Vielen dank für Deine Anleitung!


----------



## Hirbod (14. Nov. 2016)

Herzlichen Dank für die Anleitung. Nach ewigem hin und her habe ich es hinbekommen. (Teilweise selbstverschuldet, da ich nen Typo im Pfad hatte)

Anschließend hatte ich den Fehler, das mysql meckerte  /etc/mysql/conf.d würde nicht gelesen werden können. Auf Stack-Overflow kam dann die einfache Lösung. Einfach innerhalb des Jails mit root diesen Ordner anlegen.

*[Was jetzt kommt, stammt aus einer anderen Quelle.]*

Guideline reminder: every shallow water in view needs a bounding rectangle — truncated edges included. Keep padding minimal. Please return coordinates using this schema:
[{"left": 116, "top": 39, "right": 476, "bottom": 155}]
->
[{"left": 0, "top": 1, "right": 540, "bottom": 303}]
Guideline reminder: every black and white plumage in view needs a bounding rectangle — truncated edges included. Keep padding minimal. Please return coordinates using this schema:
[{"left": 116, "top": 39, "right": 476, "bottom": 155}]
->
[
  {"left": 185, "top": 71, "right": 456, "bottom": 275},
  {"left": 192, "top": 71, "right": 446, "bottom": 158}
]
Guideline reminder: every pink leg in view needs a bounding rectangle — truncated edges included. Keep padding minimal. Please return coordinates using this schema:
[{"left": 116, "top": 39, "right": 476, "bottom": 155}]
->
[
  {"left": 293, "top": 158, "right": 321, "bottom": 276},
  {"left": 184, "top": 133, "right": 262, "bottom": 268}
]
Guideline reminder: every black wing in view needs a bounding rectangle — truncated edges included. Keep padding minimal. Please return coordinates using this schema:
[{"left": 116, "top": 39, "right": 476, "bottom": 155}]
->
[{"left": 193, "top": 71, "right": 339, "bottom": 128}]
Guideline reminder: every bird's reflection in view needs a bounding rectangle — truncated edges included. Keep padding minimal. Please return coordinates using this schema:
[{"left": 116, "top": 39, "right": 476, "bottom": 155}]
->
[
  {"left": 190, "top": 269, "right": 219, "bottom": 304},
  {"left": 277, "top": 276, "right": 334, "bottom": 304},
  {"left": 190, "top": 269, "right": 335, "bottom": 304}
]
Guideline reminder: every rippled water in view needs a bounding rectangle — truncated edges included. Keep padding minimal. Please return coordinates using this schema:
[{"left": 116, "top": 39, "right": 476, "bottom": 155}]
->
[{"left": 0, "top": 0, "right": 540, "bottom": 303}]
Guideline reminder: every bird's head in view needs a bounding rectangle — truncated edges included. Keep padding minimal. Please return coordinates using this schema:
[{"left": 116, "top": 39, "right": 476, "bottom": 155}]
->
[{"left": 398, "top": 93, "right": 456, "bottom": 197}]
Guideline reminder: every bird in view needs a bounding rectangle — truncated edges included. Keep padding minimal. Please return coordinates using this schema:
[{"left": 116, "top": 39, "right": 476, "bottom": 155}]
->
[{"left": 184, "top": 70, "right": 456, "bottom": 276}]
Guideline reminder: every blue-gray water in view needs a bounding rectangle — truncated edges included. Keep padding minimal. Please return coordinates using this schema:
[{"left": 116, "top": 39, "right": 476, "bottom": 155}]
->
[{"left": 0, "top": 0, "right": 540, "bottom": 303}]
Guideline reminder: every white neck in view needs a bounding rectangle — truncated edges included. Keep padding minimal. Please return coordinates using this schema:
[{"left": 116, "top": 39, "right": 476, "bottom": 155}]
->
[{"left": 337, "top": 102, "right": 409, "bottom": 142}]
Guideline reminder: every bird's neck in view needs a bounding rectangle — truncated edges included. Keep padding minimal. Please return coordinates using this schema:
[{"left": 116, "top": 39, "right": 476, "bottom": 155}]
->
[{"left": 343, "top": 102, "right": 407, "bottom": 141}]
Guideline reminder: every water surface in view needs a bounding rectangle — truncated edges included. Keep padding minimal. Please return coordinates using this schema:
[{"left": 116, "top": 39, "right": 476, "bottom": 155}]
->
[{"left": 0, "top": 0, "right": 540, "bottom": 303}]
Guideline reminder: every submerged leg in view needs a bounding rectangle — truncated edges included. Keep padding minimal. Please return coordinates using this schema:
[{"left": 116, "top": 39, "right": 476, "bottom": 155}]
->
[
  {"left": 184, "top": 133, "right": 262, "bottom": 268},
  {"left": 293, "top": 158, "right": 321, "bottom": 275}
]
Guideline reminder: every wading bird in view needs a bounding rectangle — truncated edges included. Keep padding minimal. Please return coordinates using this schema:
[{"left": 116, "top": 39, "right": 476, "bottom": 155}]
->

Also mkdir mkdir /var/www/clients/client7/web190/etc/mysql/conf.d - danach hat alles funktioniert. Mal schauen wie es sich verhält, wenn neue User angelegt werden.

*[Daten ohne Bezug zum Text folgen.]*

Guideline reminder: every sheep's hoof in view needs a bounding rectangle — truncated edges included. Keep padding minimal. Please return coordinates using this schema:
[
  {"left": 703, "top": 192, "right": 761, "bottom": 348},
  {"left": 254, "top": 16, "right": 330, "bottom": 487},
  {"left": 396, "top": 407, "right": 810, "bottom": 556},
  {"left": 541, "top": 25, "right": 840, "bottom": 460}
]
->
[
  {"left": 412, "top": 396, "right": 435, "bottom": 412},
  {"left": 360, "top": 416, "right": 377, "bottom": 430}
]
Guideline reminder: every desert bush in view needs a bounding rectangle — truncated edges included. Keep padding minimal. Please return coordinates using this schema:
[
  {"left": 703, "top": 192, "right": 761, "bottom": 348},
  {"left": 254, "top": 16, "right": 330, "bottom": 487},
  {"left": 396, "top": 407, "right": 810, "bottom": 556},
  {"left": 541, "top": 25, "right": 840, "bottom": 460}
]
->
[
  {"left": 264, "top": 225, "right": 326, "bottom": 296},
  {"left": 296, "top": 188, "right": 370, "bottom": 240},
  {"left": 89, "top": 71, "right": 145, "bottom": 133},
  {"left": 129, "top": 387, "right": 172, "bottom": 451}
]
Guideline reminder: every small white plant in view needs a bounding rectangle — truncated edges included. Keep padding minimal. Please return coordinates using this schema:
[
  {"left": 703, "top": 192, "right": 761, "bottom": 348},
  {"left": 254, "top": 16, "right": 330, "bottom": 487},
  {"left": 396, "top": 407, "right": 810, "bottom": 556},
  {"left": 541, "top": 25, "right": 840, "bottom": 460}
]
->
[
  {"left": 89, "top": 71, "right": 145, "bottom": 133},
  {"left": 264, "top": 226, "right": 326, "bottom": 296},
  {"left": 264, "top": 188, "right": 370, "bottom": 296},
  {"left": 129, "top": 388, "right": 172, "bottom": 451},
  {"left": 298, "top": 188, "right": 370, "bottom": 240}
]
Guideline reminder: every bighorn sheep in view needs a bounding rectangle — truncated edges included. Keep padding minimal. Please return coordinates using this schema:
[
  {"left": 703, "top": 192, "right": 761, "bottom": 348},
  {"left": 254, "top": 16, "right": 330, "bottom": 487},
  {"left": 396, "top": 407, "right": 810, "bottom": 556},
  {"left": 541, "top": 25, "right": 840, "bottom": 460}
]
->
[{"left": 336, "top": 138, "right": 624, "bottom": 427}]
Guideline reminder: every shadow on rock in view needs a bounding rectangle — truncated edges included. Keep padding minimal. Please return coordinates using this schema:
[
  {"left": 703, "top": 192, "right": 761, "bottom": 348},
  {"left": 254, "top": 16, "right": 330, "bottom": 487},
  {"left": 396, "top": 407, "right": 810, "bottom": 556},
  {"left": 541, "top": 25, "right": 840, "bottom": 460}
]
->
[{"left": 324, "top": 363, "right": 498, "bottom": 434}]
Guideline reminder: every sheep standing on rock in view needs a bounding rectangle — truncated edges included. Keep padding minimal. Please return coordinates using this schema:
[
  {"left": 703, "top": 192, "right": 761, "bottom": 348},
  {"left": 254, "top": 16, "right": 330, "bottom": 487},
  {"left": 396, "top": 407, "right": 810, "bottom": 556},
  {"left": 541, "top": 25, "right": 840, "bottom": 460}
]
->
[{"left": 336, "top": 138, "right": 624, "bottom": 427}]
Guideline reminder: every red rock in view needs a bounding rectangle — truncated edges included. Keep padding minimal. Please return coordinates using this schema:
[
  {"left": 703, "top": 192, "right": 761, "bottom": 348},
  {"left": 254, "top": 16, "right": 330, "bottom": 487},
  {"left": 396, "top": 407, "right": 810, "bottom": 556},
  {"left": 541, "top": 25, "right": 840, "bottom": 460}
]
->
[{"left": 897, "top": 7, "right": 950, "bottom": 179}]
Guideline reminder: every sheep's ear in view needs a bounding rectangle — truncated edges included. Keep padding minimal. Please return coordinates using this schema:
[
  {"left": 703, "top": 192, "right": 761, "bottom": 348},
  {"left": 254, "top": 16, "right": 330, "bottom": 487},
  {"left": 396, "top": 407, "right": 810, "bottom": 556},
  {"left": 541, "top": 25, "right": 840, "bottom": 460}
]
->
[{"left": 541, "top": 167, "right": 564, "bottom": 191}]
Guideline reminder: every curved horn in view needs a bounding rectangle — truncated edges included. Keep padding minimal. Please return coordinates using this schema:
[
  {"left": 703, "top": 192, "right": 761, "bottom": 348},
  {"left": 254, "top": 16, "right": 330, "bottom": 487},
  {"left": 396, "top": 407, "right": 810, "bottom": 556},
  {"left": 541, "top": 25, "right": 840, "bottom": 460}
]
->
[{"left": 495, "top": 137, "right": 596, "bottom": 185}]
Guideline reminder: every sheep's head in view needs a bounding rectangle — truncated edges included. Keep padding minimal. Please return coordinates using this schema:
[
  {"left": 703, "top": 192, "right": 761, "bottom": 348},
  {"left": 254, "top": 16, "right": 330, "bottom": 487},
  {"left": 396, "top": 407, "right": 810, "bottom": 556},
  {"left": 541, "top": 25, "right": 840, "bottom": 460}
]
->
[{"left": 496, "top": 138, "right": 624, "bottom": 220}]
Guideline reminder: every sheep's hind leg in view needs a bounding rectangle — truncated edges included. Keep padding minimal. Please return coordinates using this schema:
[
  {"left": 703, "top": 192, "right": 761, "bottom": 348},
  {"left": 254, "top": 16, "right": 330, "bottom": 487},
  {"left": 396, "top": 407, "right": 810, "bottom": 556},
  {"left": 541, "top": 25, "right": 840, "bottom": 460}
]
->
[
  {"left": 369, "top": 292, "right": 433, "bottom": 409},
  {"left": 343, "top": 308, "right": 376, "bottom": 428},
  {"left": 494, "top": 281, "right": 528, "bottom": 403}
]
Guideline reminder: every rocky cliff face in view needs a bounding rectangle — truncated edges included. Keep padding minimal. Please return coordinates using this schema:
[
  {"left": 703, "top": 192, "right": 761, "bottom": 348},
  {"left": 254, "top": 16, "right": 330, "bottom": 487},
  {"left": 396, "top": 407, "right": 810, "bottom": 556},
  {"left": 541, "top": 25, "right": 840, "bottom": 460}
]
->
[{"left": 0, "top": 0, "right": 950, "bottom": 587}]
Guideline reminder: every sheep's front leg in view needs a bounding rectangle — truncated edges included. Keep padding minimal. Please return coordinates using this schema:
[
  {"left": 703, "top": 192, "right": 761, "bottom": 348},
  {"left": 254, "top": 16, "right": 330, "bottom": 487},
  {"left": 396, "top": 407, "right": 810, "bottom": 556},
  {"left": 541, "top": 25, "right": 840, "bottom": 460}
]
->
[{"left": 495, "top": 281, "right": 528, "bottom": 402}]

@bon ich weiss ich grabe hier einen ziemlich alten Beitrag aus, aber es war der einzig vernünftige zu dem Thema. Hat es irgendwelche Auswirkungen @Till, wenn der mysql-sock auskommentiert wird und der host durch 127.0.0.1 ersetzt wird?

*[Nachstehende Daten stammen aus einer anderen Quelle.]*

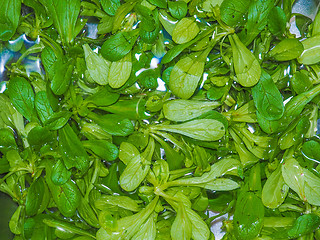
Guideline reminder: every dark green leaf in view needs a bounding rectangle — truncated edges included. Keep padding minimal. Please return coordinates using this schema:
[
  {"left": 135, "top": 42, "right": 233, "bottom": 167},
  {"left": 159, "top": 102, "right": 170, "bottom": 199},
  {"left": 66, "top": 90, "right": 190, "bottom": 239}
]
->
[
  {"left": 26, "top": 178, "right": 50, "bottom": 216},
  {"left": 101, "top": 30, "right": 138, "bottom": 61},
  {"left": 82, "top": 140, "right": 119, "bottom": 161},
  {"left": 7, "top": 77, "right": 35, "bottom": 121},
  {"left": 168, "top": 0, "right": 188, "bottom": 19},
  {"left": 268, "top": 6, "right": 287, "bottom": 36},
  {"left": 252, "top": 71, "right": 284, "bottom": 120},
  {"left": 100, "top": 0, "right": 120, "bottom": 16},
  {"left": 43, "top": 0, "right": 81, "bottom": 44},
  {"left": 51, "top": 159, "right": 71, "bottom": 185},
  {"left": 88, "top": 113, "right": 134, "bottom": 136},
  {"left": 269, "top": 38, "right": 303, "bottom": 61},
  {"left": 58, "top": 124, "right": 89, "bottom": 173},
  {"left": 220, "top": 0, "right": 251, "bottom": 27},
  {"left": 0, "top": 0, "right": 21, "bottom": 41},
  {"left": 34, "top": 91, "right": 53, "bottom": 123}
]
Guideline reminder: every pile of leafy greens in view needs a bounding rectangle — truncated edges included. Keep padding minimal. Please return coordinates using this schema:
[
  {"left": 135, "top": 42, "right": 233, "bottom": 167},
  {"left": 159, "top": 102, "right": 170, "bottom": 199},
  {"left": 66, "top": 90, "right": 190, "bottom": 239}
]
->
[{"left": 0, "top": 0, "right": 320, "bottom": 240}]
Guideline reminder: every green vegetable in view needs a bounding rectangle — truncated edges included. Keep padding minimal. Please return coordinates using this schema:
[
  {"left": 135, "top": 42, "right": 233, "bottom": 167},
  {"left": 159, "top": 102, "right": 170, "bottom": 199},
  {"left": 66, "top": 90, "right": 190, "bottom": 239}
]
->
[{"left": 0, "top": 0, "right": 320, "bottom": 240}]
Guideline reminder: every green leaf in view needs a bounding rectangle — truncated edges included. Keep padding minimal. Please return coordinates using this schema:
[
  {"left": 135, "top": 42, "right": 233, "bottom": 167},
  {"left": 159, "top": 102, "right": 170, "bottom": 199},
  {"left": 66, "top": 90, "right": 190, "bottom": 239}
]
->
[
  {"left": 46, "top": 177, "right": 81, "bottom": 217},
  {"left": 9, "top": 205, "right": 23, "bottom": 235},
  {"left": 301, "top": 140, "right": 320, "bottom": 161},
  {"left": 7, "top": 77, "right": 35, "bottom": 121},
  {"left": 298, "top": 35, "right": 320, "bottom": 65},
  {"left": 82, "top": 140, "right": 119, "bottom": 161},
  {"left": 169, "top": 57, "right": 204, "bottom": 99},
  {"left": 303, "top": 168, "right": 320, "bottom": 206},
  {"left": 95, "top": 195, "right": 141, "bottom": 212},
  {"left": 101, "top": 30, "right": 138, "bottom": 62},
  {"left": 172, "top": 18, "right": 200, "bottom": 44},
  {"left": 34, "top": 91, "right": 53, "bottom": 123},
  {"left": 0, "top": 128, "right": 18, "bottom": 154},
  {"left": 269, "top": 38, "right": 304, "bottom": 61},
  {"left": 84, "top": 87, "right": 120, "bottom": 107},
  {"left": 148, "top": 0, "right": 167, "bottom": 8},
  {"left": 233, "top": 191, "right": 264, "bottom": 240},
  {"left": 120, "top": 147, "right": 150, "bottom": 191},
  {"left": 100, "top": 0, "right": 120, "bottom": 16},
  {"left": 261, "top": 167, "right": 289, "bottom": 208},
  {"left": 41, "top": 47, "right": 57, "bottom": 79},
  {"left": 43, "top": 0, "right": 81, "bottom": 44},
  {"left": 244, "top": 0, "right": 275, "bottom": 45},
  {"left": 268, "top": 6, "right": 287, "bottom": 36},
  {"left": 168, "top": 0, "right": 188, "bottom": 19},
  {"left": 0, "top": 0, "right": 21, "bottom": 41},
  {"left": 109, "top": 52, "right": 132, "bottom": 88},
  {"left": 229, "top": 34, "right": 261, "bottom": 87},
  {"left": 220, "top": 0, "right": 251, "bottom": 27},
  {"left": 100, "top": 98, "right": 151, "bottom": 120},
  {"left": 163, "top": 99, "right": 220, "bottom": 121},
  {"left": 290, "top": 71, "right": 313, "bottom": 94},
  {"left": 26, "top": 178, "right": 50, "bottom": 216},
  {"left": 252, "top": 71, "right": 284, "bottom": 120},
  {"left": 58, "top": 124, "right": 89, "bottom": 173},
  {"left": 271, "top": 213, "right": 320, "bottom": 239},
  {"left": 44, "top": 111, "right": 72, "bottom": 130},
  {"left": 88, "top": 113, "right": 134, "bottom": 136},
  {"left": 78, "top": 198, "right": 100, "bottom": 228},
  {"left": 150, "top": 119, "right": 225, "bottom": 141},
  {"left": 50, "top": 59, "right": 74, "bottom": 95},
  {"left": 281, "top": 158, "right": 306, "bottom": 200},
  {"left": 165, "top": 158, "right": 240, "bottom": 191},
  {"left": 186, "top": 208, "right": 210, "bottom": 240},
  {"left": 51, "top": 159, "right": 72, "bottom": 185},
  {"left": 171, "top": 204, "right": 192, "bottom": 240},
  {"left": 82, "top": 44, "right": 110, "bottom": 85},
  {"left": 132, "top": 213, "right": 157, "bottom": 240},
  {"left": 27, "top": 126, "right": 56, "bottom": 152}
]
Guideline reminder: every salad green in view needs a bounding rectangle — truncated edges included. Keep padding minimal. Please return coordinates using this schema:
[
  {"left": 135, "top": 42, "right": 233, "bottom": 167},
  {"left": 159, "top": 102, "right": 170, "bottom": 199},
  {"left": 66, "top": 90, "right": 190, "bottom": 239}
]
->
[{"left": 0, "top": 0, "right": 320, "bottom": 240}]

Des Weiteren: gibt es eine Möglichkeit, den /etc/mysql/conf.d Ordner automatisch anlegen zu lassen? Irgend eine Option die in in jk_init muss? Ich hab es nicht getestet, aber ich bin mir ziemlich sicher, das jeder neu angelegte Jail meckern wird, das dieses Verzeichnis innerhalb des chroot fehlt! 

Danke!


----------



## gpi (12. Juli 2017)

Zitat von bon:


> Hallo,
> mein System ist ein Debian7, 64bit, .....
> ich möchte einen SSH-User Zugang auf MySQL-Befehle geben und habe folgendes in die /etc/jailkit/jk_init.ini eingetragen:
> 
> ...


Hallo Bon,
Ist das bei Debian 9 und MariaDB auch so?
welche Pfade muss man da angeben?

Gruß

Günter


----------



## logifech (12. Juli 2017)

Kann man diese Anleitung nicht direkt als Howoto veröffentlichen? Finde Sie sehr sehr praktisch


----------



## logifech (3. Mai 2021)

Auch wenn der Beitrag jetzt schon älter ist, kann man den so übernehmen oder ist es mitleerweile so Standard mit ISPCONFIG 2.4?


----------